Macedonio está sentado frente a la ventana. Vive, desde hace unas horas, en una nueva pensión. En la habitación del pasado, ha dejado olvidado el manuscrito imposible de El Museo.

Un día nublado, piensa, es el mejor lugar para que los cables formen diagonales en el cielo.

Macedonio no se mueve. Sus ojos están clavados en un punto infinito.

Repentinamente, un golpe seco aturde en la puerta. La figura gruesa del joven Jorge Luis Borges se contornea en la penumbra. Macedonio lo mira por unos segundos.

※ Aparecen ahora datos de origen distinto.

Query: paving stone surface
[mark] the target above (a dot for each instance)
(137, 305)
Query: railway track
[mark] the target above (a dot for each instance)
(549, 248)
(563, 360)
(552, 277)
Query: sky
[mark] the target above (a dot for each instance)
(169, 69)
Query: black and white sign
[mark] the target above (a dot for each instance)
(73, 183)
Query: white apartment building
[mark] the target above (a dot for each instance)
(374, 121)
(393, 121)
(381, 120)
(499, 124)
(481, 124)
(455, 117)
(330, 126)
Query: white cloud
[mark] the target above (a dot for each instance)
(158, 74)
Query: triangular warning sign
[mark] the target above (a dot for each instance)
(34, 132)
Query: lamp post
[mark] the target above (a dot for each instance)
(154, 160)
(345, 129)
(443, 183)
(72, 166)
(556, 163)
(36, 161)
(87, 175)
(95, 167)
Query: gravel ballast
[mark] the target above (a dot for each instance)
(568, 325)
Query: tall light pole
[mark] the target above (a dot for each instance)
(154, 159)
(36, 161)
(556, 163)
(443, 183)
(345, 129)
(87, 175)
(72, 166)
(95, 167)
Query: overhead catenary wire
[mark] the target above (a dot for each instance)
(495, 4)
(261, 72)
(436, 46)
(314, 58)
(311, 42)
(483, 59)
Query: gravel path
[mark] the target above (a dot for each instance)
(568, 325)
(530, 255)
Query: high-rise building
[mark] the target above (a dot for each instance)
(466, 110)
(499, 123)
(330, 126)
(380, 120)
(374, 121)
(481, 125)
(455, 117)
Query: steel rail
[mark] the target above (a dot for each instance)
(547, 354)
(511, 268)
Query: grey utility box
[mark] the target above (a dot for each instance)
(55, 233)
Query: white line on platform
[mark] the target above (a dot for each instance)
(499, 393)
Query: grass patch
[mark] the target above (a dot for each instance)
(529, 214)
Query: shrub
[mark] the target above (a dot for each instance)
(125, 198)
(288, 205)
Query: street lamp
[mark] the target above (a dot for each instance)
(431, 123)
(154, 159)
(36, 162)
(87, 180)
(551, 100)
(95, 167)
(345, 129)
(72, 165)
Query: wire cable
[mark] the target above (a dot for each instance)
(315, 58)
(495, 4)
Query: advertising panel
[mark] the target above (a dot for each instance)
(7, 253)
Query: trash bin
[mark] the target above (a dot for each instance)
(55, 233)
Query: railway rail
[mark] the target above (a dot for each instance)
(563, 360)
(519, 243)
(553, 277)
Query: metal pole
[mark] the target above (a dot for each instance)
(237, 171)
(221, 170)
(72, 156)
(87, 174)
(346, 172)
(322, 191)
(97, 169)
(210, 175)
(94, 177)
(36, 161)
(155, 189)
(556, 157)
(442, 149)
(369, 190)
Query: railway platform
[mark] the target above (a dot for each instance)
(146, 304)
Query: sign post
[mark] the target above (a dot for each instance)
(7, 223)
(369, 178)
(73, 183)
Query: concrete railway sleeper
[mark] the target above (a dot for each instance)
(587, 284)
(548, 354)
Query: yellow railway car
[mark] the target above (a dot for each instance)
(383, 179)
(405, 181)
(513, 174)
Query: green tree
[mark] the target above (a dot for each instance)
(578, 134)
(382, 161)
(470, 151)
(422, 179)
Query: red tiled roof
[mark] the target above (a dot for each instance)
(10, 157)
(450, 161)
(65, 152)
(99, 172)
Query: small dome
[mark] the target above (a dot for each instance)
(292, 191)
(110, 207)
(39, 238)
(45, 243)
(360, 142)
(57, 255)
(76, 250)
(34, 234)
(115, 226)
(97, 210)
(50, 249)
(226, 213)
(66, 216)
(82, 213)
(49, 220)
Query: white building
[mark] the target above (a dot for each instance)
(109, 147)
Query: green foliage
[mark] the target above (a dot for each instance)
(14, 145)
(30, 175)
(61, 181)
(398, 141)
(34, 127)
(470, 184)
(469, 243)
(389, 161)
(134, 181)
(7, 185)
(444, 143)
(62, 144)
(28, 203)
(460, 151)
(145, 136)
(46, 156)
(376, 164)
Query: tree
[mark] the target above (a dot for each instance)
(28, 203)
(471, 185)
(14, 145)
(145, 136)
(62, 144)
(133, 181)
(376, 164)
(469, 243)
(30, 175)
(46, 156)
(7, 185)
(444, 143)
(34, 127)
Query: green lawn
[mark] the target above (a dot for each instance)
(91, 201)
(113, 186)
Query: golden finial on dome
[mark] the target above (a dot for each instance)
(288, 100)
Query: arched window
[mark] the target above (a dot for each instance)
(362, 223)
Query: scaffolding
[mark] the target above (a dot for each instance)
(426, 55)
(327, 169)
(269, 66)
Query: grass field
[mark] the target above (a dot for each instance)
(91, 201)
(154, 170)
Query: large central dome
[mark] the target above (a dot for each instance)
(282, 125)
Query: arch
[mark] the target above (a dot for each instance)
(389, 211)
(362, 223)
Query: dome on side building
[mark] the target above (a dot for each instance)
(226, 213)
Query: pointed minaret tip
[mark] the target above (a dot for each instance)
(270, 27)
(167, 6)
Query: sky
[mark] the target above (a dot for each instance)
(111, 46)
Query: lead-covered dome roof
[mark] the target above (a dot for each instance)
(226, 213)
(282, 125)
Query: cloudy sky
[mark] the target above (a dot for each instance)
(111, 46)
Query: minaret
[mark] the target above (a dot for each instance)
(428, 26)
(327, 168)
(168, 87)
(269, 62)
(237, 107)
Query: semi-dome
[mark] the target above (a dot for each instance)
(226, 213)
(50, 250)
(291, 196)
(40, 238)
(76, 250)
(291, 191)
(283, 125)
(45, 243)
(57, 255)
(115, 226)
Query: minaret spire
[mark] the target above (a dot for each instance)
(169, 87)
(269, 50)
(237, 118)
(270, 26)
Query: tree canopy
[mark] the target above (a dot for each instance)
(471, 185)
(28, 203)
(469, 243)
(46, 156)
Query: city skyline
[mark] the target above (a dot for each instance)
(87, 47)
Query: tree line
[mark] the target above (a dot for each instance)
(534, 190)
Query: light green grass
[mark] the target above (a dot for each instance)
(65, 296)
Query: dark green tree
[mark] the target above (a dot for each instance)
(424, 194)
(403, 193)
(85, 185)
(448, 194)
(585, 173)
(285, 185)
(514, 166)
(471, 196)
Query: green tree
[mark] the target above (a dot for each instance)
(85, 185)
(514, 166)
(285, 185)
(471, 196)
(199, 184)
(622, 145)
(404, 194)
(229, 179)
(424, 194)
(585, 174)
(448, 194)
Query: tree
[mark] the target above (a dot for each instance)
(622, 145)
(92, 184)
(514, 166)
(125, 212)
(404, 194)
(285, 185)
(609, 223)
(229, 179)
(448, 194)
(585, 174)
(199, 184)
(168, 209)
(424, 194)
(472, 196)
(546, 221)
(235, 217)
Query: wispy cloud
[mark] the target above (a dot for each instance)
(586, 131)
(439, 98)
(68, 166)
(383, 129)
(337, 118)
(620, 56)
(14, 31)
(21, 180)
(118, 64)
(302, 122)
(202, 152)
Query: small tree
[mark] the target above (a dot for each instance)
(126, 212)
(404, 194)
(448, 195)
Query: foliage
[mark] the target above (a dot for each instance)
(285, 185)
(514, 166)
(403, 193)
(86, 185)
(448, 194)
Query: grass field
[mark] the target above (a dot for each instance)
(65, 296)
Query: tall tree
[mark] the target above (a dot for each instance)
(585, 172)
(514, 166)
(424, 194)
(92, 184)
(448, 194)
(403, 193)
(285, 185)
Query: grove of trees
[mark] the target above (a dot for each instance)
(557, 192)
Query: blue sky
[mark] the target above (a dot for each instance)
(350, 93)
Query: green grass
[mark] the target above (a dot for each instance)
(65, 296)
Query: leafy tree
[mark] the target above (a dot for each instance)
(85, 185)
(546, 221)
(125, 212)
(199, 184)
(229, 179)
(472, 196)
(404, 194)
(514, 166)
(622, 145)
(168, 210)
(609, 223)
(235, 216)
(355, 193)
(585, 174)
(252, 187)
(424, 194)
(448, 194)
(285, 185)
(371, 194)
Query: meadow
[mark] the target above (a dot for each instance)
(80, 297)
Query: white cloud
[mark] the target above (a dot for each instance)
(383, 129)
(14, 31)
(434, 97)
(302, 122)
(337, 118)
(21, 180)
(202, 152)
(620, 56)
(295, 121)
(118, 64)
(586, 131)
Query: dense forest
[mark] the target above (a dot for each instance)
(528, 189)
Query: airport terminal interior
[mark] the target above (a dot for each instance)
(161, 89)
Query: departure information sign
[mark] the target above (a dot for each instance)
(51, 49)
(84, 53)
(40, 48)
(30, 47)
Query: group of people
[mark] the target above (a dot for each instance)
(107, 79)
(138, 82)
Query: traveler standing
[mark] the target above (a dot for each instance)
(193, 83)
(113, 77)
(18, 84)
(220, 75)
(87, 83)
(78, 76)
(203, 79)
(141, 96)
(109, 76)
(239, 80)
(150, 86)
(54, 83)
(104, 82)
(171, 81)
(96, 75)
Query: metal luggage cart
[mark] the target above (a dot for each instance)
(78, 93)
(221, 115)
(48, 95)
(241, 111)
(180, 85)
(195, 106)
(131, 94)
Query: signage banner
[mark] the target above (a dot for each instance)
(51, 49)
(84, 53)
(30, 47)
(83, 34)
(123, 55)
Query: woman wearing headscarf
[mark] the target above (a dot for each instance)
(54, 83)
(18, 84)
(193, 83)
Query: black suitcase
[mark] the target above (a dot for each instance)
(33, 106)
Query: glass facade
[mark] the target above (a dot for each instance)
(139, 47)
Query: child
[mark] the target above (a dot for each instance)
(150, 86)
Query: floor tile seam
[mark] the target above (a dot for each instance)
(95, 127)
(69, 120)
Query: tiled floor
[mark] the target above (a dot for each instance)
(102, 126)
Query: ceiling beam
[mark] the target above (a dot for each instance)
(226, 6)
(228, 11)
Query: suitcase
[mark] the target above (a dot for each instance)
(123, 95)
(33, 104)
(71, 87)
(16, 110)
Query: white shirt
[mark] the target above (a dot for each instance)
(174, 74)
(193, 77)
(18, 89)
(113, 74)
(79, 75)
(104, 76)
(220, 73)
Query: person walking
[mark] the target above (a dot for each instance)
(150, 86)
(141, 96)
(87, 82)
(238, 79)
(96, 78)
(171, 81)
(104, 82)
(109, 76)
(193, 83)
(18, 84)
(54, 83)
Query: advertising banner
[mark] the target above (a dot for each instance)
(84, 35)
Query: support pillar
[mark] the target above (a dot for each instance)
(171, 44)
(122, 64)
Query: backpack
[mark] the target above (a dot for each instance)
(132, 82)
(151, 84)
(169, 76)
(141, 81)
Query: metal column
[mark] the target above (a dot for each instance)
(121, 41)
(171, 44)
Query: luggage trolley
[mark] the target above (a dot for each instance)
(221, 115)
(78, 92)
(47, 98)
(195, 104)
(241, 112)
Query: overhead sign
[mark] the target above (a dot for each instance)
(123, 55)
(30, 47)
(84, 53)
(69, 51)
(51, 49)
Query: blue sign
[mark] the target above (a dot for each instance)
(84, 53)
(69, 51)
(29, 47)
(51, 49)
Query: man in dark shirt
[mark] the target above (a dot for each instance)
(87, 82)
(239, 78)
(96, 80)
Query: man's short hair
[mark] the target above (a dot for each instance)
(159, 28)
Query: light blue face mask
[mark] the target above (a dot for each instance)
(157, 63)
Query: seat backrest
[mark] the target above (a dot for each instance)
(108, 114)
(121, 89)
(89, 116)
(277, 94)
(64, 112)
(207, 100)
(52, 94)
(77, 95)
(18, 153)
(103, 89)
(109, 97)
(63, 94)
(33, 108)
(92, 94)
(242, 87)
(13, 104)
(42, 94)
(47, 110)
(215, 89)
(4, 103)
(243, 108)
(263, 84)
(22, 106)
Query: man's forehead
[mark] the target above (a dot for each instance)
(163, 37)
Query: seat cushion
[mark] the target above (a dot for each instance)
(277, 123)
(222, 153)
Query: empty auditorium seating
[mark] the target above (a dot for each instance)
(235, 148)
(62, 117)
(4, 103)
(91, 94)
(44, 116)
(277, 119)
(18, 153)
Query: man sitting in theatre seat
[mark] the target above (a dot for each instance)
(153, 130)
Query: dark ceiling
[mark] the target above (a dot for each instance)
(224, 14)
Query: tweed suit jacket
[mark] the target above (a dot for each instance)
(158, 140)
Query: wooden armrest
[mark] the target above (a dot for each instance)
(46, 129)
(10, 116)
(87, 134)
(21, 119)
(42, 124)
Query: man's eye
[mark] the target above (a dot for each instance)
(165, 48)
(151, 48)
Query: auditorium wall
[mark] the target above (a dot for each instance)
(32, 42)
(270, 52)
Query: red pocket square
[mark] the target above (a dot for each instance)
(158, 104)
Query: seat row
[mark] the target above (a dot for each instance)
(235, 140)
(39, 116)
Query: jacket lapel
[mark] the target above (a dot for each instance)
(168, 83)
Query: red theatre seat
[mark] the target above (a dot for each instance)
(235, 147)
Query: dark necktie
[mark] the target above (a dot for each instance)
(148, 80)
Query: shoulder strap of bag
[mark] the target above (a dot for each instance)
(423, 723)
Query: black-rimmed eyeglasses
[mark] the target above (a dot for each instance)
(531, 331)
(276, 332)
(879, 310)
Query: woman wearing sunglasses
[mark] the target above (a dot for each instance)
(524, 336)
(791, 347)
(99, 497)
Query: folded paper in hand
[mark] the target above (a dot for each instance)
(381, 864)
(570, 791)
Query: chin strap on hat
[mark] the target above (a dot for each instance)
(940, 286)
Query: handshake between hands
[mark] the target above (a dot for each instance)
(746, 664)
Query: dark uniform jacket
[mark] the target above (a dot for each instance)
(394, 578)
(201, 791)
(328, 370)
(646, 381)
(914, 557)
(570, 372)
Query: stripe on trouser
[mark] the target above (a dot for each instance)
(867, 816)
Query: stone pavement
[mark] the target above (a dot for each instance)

Después habla.

Borges, que lo mira como Platón a su maestro, le responde.

Macedonio lo invita a sentarse. Se tapa los ojos, heridos por la inminente claridad del día. Borges entiende que la luz cruel le hace daño. Le ofrece cerrar la ventana. Macedonio accede.

Bajo el amparo avaro de una vela, releen un pasaje del libro central de Schopenhauer. Junto a Macedonio, Borges reflexiona sobre las pruebas y las refutaciones de esas pruebas de la existencia del tiempo.

El dialogo se define en el anonimato de las sombras.

En una habitación secreta y arbitraria se prefigura el futuro de la escritura.